Background and Methodology
Many countries in Latin America and Caribbean use conditional cash transfer programmes with the objective of advancing sustainable human development, including poverty and disparity reduction. The government implemented, national ‘Juntos’ programme, in Peru is an example of such an initiative in the region. This programme, created in 2005, targets extremely poor families, with children younger than 14 years or with pregnant women. A monthly cash transfer of 100 Peruvian Soles (around US$ 32.50) is provided for a period of four years when these families comply with conditions related to health, nutrition, education and birth registration. The Peruvian government requested UNICEF and UNFPA to analyse perceptions of the population regarding: a) access of the most vulnerable families to the programme; b) use of the cash transfers; and c) behavioural change among the beneficiaries. Information was obtained through in-depth and semi-structured interviews among the various stakeholders in the implementation of the programme, as well as 24 focus group discussions, and observations within the six selected rural low income districts.

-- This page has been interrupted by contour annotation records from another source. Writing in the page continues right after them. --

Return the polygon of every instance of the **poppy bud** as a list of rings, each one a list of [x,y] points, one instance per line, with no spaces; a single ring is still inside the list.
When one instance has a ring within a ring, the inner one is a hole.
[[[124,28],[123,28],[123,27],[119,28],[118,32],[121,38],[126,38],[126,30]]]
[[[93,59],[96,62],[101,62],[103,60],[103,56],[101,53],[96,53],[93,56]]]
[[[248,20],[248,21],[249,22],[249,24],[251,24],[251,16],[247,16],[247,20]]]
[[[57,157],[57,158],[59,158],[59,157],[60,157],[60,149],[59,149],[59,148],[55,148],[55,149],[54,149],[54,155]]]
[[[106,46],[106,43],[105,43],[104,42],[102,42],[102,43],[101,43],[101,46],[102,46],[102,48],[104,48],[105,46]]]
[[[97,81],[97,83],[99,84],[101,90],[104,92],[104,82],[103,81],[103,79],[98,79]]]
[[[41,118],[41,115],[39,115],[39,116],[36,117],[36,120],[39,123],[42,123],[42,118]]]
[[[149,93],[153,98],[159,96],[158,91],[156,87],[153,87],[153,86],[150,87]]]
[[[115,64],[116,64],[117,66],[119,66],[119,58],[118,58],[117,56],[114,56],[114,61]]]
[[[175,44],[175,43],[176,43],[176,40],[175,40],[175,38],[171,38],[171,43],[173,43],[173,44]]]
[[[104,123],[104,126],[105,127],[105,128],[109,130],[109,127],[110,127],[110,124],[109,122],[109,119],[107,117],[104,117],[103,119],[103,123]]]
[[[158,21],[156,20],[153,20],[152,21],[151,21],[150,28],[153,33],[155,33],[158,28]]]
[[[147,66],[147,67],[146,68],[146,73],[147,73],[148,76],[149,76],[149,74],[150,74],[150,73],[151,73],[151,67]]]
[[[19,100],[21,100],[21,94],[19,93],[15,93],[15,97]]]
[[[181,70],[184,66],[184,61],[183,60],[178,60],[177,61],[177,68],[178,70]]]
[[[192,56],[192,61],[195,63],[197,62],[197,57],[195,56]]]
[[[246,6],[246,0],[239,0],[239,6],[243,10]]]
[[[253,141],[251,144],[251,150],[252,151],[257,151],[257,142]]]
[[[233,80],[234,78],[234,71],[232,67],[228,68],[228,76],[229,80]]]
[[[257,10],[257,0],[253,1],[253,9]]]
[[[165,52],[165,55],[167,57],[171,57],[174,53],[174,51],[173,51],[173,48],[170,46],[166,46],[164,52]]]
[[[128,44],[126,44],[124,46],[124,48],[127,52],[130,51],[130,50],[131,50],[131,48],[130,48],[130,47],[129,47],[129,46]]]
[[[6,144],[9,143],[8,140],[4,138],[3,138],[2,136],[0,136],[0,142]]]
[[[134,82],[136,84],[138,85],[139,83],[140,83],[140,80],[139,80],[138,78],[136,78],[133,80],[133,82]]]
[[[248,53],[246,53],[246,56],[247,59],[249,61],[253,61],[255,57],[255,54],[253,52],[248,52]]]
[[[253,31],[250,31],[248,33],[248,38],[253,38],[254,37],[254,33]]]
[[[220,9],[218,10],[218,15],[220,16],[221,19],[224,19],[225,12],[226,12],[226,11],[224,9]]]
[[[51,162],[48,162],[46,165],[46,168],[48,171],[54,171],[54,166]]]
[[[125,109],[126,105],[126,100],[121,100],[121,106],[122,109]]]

In terms of access to the programme, it was found that indeed the poorest families are the beneficiaries, therefore demystifying the public perception that targeting is not appropriate. There is however, discontent with the targeting process and it is not understood why not all poor families benefit from the programme. The use of cash transfers is generally responsible and in line with the intention of the ‘Juntos’. Most funds are used for the purchase of food and, depending on the time in the year, on school materials, uniforms and shoes. There are only very few cases where funds were used for purposes other than intended. Also, in this case, the evaluation contradicted the public perception with clear evidence. It was also found, that the amount of cash transfer is not sufficient to generate substantial changes in living condition of beneficiaries. Benefiting families generally try to meet the conditions of the programme, primarily in order to continue receiving cash transfers, out of conviction that this is in the best interest of the child and the mother. There is, however, discomfort with the additional conditions that some local representatives require for enrollment. The evaluation also countered public opinion on misuse of ‘Juntos’ as the programme proves not to be substituting for regular salaries and conditions for enrolling in the programme (e.g. there are no women getting pregnant in order to be able to enroll in ‘Juntos’). Finally, it was found that the implementation of ‘Juntos’ is experiencing weak coordination between the various stakeholders, particularly at the local level. This evaluations demystifies all ‘myths’ regarding the programme, but confusion and disinformation on ‘Juntos’ remains among civil servants at national and local levels, as well as among beneficiaries of the programme and the population in general, as ‘Juntos’ is perceived as a form of social assistance, rather than as a tool for strengthening human capital and as a strategy for poverty reduction.
In order to create a better understanding of the programme, it is recommended to review the selection process for enrolment in ‘Juntos’ and to assess the possibility to enroll also the slightly less poor, in the case of very small communities in order to avoid conflict among beneficiaries and no-beneficiaries. It would also be useful to have a more in-depth understanding of the characteristics of the beneficiaries in order to propose more culturally sensitive conditions for enrolling. In relation to the implementation of the programme, it is suggested to improve coordination between the various sectors involved, and to create the conditions for better coordination and effectiveness at the local level. Strengthening the capacity of the local staff is highly recommended, especially to promote human rights perspectives among beneficiaries. Moreover, the additional conditions posed by some of the local staff should be closely monitored in order to avoid abuse of power by these officials. Finally, it would be highly beneficial to create a wider range of partners, such as civil society organizations, international cooperation partners and media, at national- and local - levels for the implementation of the programme. Together, with clearer and expanded communication efforts and messages, this will also further reduce the myths and misperceptions around ‘Juntos’.